The juvenile green sea turtles that we have here in Cabbage Tree Bay will spend around ten years of their life using the bay as a foraging ground. It’s a beautiful, shallow water habitat full of seagrass and algae and other invertebrates that they might like to eat.

You might see them with a lot of algae growing on their shells. They also have other organisms that hitch a ride like barnacles, arthropods, and a few other invertebrates as well.

We can’t actually determine whether a sea turtle is in good or poor health just from looking at the presence of barnacles on their shells. This can be a completely normal part of their biology and sea turtles are often found scraping their shells against rocks to keep their shells nice and clean.

Despite spending all of their lives in the ocean, sea turtles are reptiles and they do need to breathe air, so you’ll see them coming up to the surface to take a breath. On average, their breath hold can last around 20 minutes but when they are resting you might find them diving a little bit deeper, their heartrates slow so dives can then reach a few hours.
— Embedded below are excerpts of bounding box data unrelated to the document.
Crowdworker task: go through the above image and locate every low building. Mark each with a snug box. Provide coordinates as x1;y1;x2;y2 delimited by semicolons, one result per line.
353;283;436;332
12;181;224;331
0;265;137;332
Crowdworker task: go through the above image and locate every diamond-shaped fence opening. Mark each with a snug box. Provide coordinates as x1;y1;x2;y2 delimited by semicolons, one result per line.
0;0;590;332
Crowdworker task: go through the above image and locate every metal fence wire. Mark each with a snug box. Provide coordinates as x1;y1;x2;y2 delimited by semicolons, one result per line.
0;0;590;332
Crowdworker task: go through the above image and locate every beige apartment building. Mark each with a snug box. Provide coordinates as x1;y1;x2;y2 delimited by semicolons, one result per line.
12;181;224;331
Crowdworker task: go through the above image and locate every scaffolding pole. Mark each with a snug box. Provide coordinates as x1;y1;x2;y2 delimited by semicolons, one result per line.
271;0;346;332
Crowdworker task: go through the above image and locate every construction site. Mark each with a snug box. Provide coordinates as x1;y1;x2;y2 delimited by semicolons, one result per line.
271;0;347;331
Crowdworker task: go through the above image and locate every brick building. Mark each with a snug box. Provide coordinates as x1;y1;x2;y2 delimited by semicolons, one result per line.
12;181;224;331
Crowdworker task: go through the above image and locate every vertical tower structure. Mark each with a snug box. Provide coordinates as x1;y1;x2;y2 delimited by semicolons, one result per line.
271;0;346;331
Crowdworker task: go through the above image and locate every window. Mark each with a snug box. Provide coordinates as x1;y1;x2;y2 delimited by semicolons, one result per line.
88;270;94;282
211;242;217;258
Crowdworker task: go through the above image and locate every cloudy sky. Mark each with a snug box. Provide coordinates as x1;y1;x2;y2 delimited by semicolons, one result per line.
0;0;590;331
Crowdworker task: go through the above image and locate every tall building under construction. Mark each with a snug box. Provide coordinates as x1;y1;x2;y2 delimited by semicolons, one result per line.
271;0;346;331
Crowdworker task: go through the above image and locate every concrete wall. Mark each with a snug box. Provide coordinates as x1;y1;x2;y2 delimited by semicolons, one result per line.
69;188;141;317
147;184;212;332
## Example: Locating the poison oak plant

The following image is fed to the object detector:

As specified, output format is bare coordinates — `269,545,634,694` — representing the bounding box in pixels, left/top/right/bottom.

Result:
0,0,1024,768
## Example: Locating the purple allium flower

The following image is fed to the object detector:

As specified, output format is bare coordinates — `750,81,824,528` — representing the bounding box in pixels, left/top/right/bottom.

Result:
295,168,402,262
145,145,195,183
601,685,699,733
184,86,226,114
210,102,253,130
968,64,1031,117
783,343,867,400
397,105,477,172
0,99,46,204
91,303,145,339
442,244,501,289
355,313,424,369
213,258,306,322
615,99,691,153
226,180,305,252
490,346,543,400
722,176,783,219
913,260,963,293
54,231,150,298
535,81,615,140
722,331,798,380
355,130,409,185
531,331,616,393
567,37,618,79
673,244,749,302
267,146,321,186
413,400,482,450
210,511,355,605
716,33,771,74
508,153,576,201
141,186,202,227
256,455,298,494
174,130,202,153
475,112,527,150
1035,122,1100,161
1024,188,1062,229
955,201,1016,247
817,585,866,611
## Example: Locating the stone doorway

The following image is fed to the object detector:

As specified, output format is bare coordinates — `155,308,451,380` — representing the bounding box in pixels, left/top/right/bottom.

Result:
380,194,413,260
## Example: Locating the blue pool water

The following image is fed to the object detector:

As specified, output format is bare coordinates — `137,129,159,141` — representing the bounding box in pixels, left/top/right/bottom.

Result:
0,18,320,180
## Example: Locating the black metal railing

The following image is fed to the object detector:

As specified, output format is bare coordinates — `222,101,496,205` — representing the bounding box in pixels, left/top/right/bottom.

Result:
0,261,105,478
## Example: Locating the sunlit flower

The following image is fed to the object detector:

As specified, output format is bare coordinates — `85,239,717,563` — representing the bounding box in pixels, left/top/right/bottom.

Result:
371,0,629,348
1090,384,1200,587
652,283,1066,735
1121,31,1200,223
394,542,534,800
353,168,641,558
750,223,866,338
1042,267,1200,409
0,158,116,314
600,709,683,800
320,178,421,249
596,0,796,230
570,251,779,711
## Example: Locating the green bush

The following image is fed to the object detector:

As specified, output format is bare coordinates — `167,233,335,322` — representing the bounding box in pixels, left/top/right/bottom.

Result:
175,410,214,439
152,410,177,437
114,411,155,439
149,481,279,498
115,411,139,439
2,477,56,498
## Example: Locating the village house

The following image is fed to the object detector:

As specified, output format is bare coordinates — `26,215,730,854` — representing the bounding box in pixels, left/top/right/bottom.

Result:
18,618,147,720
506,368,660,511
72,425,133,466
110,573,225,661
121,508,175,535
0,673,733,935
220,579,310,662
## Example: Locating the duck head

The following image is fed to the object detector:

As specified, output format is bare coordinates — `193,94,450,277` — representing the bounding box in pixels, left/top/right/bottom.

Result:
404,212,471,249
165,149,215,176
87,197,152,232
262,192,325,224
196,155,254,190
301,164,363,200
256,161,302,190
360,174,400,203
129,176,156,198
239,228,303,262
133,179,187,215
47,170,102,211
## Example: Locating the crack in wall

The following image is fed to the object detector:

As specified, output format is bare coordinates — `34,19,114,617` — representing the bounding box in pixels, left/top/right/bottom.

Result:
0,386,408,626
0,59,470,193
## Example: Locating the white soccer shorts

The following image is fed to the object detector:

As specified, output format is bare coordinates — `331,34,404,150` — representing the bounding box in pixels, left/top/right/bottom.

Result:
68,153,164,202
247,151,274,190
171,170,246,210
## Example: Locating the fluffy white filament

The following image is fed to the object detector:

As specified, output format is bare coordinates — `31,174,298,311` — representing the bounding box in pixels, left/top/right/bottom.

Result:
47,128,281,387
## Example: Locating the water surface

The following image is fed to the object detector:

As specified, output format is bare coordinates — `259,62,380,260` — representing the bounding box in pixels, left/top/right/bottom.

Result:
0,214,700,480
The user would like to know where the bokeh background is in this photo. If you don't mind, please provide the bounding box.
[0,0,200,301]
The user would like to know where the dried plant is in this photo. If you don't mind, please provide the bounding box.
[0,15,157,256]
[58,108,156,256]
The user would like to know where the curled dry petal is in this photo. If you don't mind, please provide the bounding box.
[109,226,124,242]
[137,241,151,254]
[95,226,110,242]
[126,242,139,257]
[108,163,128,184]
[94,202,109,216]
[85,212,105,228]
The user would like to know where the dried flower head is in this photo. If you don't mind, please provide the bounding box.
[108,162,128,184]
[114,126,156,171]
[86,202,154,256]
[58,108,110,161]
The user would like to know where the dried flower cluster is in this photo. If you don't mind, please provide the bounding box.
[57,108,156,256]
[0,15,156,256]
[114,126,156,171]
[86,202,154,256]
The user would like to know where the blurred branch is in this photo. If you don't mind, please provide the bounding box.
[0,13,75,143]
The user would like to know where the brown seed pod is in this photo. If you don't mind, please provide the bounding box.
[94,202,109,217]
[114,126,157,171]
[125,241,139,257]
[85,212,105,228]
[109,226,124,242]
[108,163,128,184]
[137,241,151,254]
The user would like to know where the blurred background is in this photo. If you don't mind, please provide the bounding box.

Now it does take about 30-40 years for green sea turtles to reach sexual maturity. They do return not to the exact beach that they were born but to that general region.

After the mother turtles lay their eggs, they’ll spend around two months incubating in the sand, so the sand temperature actually influences the sex of the hatchlings. Below 26 degrees Celsius, you’ll get predominately males, above 29 degrees Celsius you’ll get predominately females, and in the middle there you’ll have a nice mix.

Because of the complex life history of these amazing animals from when they’re sitting in the sand as eggs to when they’re hatchlings running down the beach, juveniles right here in our backyard, to adults migrating incredibly large distances.

Everyone can do their part to protect sea turtles and help in their conservation by picking up plastic when you’re in the water or when you see it washed up on the beach.